Wageningen Universiteit en Researchcentrum

Persbericht RIKILT - Instituut voor Voedselveiligheid, Wageningen UR

2009-01 / 3 februari 2009

Kruiden kunnen diergezondheid bevorderen

Uit een onderzoek van RIKILT - Instituut voor Voedselveiligheid, onderdeel van Wageningen UR, blijkt dat kruiden ingezet kunnen worden ter bevordering van de gezondheid van dieren. Het onderzoek werd samen met enkele andere onderzoeksinstellingen uitgevoerd in het kader van het Fyto-V project. Het ministerie van Landbouw, Natuur en Voedselkwaliteit en het innovatienetwerk Bioconnect zijn opdrachtgever.

Kruidenpreparaten die in Nederland verkrijgbaar zijn, en die zowel in de biologische als in de gangbare veehouderij worden gebruikt, betreffen vooral producten waarvan wordt beweerd dat ze de gezondheid bevorderen. Van de producten die in het kader van het Fyto-V project zijn onderzocht bleek de kwaliteit in het algemeen betrouwbaar. Verder kon de werkzaamheid met de resultaten uit de laboratoriumproeven en/of dierstudies in een aantal gevallen aannemelijk worden gemaakt.

Tijdens het onderzoek zijn verschillende analysetechnieken voor de kwaliteitscontrole toegepast en zijn laboratoriumproeven en dierstudies uitgevoerd met melkvee, varkens en leghenkuikens.

Kruiden worden nog niet op grote schaal toegepast.
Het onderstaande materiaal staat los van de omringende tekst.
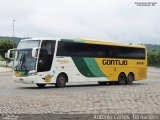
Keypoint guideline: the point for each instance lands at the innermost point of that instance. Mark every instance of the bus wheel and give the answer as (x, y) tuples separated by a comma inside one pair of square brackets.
[(61, 80), (130, 78), (102, 83), (121, 79), (41, 85)]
Dit heeft vooral te maken met het ontbreken van een duidelijke wetgeving voor kruidenpreparaten voor de veehouderij. In het rapport 'Fyto-V' staan aanbevelingen voor aanpassing van de wet- en regelgeving. Verder worden adviezen gegeven om de professionalisering van de toepassing van de kruidenpreparaten te bevorderen.

De voornaamste doelstelling van Fyto-V was om meer kennis te verzamelen over werkzame kruidenpreparaten voor de biologische veehouderij. Hiervoor is een inventarisatie gemaakt van de beschikbare literatuur met onderbouwing voor effecten van kruidenproducten. Tevens is een onderwijsmodule opgezet voor het hoger agrarisch beroepsonderwijs.

n het Fyto-V project werkte RIKILT samen met de Faculteit Diergeneeskunde, het onderzoeksinstituut PhytoGeniX op de Universiteit Utrecht, de Animal Sciences Group van Wageningen UR, het Instituut voor Etnobotanie en Zoöfarmacognosie, het Louis Bolk Instituut en de HAS Den Bosch.